Caticha: I wish I could say that I was going to completely open up our eyes to a new host of designers and women who we can point to and so easily say, “Look what she accomplished!” or “Why don’t we study her or know about her?”
Unfortunately, because of these acts of erasure, we have little left in the archives to help us tell their stories, but we can study the act of that erasure itself. We can look at the surviving clothes and trace their origins to understand who actually came up with certain designs, who made specific fabrics. Many fashions from circa 1780-1815 became fashionable in Europe only after enslaved and free women of color in the Caribbean had been wearing such outfits for decades! Yet, when we watch movies depicting this time period, such as Jane Austen flicks or even Bridgerton, we never think “Oh wait, their outfits are actually a form of cultural appropriation,” or “They are wearing outfits made by enslaved women.”
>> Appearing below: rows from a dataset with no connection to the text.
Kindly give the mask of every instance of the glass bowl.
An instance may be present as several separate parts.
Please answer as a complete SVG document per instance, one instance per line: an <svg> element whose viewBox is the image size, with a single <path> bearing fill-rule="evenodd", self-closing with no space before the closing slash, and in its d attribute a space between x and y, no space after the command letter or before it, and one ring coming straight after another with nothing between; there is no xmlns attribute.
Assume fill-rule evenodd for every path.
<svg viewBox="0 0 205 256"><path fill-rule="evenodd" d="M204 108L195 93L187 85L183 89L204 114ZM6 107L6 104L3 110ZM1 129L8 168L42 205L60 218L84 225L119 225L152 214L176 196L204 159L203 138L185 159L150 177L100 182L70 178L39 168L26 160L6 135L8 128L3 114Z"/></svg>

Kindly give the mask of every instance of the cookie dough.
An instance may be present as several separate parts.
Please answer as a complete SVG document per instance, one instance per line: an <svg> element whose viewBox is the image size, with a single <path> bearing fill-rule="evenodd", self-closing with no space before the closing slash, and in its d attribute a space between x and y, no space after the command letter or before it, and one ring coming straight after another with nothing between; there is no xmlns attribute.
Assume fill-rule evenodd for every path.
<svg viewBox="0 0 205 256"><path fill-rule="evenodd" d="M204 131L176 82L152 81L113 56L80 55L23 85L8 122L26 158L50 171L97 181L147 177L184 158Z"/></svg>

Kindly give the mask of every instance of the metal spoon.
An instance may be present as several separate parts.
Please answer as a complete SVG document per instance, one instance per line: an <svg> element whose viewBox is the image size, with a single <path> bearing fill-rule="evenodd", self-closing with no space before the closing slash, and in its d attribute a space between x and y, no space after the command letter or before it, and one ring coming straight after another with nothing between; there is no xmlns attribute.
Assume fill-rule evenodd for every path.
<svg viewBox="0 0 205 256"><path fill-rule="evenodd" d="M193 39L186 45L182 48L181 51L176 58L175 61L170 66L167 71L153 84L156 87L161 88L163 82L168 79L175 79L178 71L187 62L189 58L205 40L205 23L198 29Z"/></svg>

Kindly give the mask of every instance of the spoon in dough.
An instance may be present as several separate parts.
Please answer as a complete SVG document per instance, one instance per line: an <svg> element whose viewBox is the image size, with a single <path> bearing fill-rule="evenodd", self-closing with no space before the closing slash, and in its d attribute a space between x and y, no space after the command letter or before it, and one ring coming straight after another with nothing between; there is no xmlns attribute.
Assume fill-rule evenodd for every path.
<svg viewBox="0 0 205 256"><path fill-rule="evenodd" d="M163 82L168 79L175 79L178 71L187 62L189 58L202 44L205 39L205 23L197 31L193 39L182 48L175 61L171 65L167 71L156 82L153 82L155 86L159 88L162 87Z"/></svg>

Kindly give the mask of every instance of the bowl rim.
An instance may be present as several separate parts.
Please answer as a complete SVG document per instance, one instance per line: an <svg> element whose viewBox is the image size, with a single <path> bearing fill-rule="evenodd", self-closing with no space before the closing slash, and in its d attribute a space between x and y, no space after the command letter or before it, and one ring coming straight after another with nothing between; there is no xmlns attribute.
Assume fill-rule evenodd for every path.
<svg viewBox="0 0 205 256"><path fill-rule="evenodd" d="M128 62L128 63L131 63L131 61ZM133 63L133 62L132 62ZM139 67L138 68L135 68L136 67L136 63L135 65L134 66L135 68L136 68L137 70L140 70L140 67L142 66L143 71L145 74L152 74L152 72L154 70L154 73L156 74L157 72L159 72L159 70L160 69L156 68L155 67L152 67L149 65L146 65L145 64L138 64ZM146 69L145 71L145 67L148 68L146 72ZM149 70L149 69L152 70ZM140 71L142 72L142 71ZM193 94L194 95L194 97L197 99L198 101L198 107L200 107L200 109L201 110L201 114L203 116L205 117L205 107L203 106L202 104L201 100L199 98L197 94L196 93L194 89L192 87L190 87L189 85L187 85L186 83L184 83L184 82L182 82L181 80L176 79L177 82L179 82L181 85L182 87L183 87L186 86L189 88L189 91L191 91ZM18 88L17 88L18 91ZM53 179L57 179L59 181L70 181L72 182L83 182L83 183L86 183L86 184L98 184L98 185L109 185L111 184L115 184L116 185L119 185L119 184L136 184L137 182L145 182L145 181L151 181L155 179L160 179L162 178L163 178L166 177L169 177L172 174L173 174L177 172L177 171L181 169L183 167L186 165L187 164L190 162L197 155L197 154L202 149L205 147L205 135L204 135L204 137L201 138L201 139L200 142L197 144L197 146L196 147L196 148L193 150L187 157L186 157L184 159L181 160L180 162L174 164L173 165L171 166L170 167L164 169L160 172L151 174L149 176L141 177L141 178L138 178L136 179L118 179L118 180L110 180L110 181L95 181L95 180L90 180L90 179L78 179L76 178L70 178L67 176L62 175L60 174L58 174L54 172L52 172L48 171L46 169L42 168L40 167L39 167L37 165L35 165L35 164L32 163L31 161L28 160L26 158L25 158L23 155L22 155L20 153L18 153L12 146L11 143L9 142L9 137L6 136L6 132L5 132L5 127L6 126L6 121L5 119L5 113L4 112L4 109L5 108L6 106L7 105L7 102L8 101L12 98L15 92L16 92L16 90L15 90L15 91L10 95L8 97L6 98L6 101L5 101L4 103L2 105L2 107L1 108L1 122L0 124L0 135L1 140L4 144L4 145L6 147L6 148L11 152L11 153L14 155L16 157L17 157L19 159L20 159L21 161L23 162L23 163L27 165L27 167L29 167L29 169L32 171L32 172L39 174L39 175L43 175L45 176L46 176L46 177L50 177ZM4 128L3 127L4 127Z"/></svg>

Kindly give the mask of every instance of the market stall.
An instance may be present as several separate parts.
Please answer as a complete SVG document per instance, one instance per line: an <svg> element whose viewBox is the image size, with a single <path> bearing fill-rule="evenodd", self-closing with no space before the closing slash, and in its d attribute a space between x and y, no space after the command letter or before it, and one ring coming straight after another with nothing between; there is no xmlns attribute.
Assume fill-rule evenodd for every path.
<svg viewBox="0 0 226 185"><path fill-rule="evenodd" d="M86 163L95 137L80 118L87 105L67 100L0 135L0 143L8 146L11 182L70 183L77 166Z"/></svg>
My goal in this class is to begin thinking beyond what we see or what we think we see. We will trace the objects back to their moment of production and give long overdue credit to the many people whose stories and labor have been erased from the historical record. It doesn’t solve the continual whitewashing of the history of fashion, but it is a start.
Resoundingly then, fashion is an inseparable facet of art history —in academic texts, courses, fashion design, and many others. Fashion is often a vehicle for artists to communicate their messages and critiques of a myriad of issues. For example, in Gustav Klimt’s “Mäda Primavesi” (Figure 2), Klimt utilizes the girl’s dress design to indicate the prestige and sophistication of her family, who commissioned the artwork. This fashion element also contrasts with the girl’s own account (according to the Met’s description of the canvas) of being “willful and a tomboy.”
The fashion and art history curricula have become increasingly interconnected. However, like the discipline of art history itself, there is still so much change necessary, such as the order of study and what is and is not chosen to be included in the curriculum. Shedding light on non-inclusive aspects of fashion and art history studies is the initial first step to improving this nuanced subject.